Yükseldi yükselmesine ama yarı finaldeki Almanya maçı gelip çattığında kadromuzda topu topu 14 futbolcu kalmıştı. Diğerlerinin kimi sakat kimi de cezalıydı. Almanya’da ise herkes sağlamdı ve cezalı da yoktu. Şampiyona tarihinin en ilginç maçlarından biri de işte bu Türkiye-Almanya maçıydı. İskelet kadronun yarıdan fazlasının oynayamadığı maçta üstün olan taraf Türkiye idi. Üstelik şampiyonada ilk defa 1-0 öne de geçmişti. Fakat bu öne geçiş bize yaramayacaktı anlaşılan. İlla ilk golü bizim yememiz gerekiyordu. Korkarak sahaya çıktıkları her hallerinden belli olan Almanlar, nadir geldikleri kalemize iki gol atmayı başarmışlar ve öne geçmişlerdi. Son birkaç dakika oynanırken ve umutlarımız tükendi derken, Semih bir kez daha sahneye çıktı ve 2-2’lik beraberliği sağladı. Önceki maçlardaki sevinç tekerrür edecek derken; Almanya tekrar öne geçti.
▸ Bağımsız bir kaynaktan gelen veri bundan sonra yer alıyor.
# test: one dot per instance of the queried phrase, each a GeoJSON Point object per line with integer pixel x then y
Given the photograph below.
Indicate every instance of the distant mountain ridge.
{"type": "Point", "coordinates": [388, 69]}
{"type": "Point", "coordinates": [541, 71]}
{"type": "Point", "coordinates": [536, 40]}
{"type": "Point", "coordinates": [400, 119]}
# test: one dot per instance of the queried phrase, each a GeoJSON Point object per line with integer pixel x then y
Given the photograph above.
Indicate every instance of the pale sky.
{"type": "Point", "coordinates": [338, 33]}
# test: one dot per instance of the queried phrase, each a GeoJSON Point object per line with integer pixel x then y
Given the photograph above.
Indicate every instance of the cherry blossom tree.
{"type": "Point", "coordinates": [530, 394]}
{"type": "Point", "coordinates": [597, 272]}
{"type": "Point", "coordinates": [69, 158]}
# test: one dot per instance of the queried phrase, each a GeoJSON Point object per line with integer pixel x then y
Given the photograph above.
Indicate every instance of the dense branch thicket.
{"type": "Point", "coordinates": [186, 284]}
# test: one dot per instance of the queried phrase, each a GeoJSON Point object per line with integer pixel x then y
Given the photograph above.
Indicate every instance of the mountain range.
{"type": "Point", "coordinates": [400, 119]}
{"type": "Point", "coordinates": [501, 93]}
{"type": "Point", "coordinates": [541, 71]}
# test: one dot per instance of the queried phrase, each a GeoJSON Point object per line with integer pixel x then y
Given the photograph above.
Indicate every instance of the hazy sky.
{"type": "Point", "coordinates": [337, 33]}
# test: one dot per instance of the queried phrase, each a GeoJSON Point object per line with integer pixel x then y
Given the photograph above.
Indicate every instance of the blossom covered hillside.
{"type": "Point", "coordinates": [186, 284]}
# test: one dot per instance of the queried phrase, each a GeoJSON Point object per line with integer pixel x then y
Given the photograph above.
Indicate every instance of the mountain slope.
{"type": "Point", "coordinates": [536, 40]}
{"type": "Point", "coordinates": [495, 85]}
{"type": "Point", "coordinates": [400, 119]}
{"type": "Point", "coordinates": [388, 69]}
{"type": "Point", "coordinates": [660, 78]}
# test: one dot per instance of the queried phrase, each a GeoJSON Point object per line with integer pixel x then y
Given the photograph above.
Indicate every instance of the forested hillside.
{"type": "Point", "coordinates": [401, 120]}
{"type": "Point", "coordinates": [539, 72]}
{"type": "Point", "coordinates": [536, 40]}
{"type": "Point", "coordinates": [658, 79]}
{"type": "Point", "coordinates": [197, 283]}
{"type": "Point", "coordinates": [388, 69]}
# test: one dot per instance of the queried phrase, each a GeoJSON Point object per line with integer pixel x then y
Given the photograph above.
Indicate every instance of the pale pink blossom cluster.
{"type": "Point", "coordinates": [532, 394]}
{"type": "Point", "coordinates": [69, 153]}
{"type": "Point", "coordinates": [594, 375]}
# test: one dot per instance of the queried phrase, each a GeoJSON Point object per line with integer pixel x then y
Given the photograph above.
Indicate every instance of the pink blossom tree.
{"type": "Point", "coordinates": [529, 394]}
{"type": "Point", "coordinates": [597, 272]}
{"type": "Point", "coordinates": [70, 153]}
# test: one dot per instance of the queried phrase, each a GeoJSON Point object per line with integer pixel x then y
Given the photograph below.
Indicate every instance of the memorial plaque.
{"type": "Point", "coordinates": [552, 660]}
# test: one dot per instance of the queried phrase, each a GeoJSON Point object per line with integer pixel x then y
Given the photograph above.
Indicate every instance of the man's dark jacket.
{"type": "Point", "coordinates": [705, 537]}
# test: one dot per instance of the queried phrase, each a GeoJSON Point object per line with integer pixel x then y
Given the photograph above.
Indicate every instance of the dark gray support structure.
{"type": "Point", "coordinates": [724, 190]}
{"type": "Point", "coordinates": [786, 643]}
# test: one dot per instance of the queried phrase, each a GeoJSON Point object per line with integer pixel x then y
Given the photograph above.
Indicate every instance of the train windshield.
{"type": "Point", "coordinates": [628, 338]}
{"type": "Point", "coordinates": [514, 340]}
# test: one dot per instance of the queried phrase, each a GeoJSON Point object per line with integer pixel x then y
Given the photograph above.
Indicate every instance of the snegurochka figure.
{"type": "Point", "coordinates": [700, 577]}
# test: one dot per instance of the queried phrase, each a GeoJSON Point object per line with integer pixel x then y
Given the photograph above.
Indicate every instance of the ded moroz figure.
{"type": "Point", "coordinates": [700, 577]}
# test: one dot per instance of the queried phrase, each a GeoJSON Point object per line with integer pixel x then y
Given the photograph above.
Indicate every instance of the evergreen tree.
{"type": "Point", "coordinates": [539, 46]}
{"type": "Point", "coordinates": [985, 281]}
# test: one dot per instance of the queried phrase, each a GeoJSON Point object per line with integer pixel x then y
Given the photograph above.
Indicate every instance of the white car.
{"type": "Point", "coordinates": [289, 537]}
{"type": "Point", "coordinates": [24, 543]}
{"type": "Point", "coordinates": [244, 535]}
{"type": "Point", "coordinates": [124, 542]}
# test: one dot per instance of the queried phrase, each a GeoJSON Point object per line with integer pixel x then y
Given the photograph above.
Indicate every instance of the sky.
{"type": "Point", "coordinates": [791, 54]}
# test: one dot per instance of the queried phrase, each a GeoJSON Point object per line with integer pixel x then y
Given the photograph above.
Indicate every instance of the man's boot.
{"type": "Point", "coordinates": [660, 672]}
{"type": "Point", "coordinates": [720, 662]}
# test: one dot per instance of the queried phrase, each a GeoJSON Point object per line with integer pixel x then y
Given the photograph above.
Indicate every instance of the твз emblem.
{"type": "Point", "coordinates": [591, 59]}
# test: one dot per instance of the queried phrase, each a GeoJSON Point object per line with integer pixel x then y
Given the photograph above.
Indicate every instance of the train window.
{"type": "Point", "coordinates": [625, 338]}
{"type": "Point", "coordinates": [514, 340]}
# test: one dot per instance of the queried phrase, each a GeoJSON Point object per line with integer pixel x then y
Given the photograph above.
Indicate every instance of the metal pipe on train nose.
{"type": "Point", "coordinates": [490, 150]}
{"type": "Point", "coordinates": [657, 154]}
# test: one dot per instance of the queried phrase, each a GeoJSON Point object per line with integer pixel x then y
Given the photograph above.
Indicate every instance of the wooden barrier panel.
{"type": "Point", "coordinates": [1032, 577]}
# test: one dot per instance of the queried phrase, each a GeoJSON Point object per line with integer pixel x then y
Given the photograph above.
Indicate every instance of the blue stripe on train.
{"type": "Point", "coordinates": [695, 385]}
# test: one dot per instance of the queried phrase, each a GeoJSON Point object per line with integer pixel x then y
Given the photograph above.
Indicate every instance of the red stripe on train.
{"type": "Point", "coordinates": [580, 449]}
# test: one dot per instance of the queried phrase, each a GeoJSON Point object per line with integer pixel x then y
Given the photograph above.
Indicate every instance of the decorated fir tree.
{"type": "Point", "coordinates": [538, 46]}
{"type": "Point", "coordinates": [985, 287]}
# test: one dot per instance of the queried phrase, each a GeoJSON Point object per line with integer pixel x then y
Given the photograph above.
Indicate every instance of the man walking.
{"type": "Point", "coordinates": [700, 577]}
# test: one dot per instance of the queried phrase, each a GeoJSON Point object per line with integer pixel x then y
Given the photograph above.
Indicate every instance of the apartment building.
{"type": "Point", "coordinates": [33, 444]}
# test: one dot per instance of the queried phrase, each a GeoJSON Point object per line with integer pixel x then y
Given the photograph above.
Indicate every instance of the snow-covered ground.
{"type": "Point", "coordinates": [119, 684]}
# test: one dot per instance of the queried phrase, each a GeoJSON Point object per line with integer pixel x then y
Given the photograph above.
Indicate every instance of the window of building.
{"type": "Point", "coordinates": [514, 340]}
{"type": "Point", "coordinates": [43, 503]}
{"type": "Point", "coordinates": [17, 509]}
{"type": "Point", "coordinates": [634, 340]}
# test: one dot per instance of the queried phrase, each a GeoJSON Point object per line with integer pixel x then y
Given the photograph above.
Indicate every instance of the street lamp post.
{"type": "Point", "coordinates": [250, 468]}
Bu kez olmayacaktı artık. Ve Türkiye, yarı finalde veda ettiği Euro 2008’de gönüllerin şampiyonu olacaktı. Euro 2008 dendiğinde Türkiye akla gelecekti.



Portekiz’in lider, Türkiye’nin ikinci çıktığı A Grubu’nda şampiyonaya erken veda eden ev sahibi İsviçre’nin 3 golünü de bir Türk, Hakan Yakın kaydetti. İsviçre’nin millilerimiz ile yaptığı kritik maçta üç Türk bu ülkenin (Gökhan İnler, Hakan Yakın, Eren Derdiyok) formasını giydi. Türkiye’ye attıkları golün asistini Gökhan İnler yaptı. Hakan Yakın da topu ağlarımıza gönderdi.

Diğer ev sahibi Avusturya’nın kadrosunda da Türk futbolcular vardı. Ramazan Özcan yedek kaleci, Ümit Korkmaz da orta saha oyuncusuydu. Üç maçta da forma giyen ve 213 dakika sahada kalan Ümit, şampiyonadaki tek golünü penaltıdan atan Avusturya’nın en göz dolduran oyuncularından biriydi.

Almanya’yı 2-1 yenerek B Grubu’nu lider bitiren Hırvatistan çeyrek finalden öteye gidemezken; Hırvatlara yenilen Almanlar final oynadı.

B Grubu’nda mücadele eden Almanya’nın kadrosunda üç Polonya asıllı futbolcu (Klose, Podolski, Borowski) vardı. Euro 2008’deki ilk maçlarında Polonya’yı 2-0 yendikleri maçta Klose ve Podolski forma giydi. İki golü de Podolski kaydetti.

Son Dünya Kupası’nın iki finalisti, Euro 2008’de C Grubu’na düşmüştü. Güçlü Hollanda’nın yanı sıra Romanya’nın da yer aldığı grupta Fransa sonuncu oldu. 1-1 biten İtalya-Romanya maçında Mutu’nun son dakikalardaki o penaltısını Buffon kurtarmasa, 2006 Dünya Kupası’nın şampiyonu İtalya ile finalisti Fransa, Euro 2008’e birlikte veda edecekti.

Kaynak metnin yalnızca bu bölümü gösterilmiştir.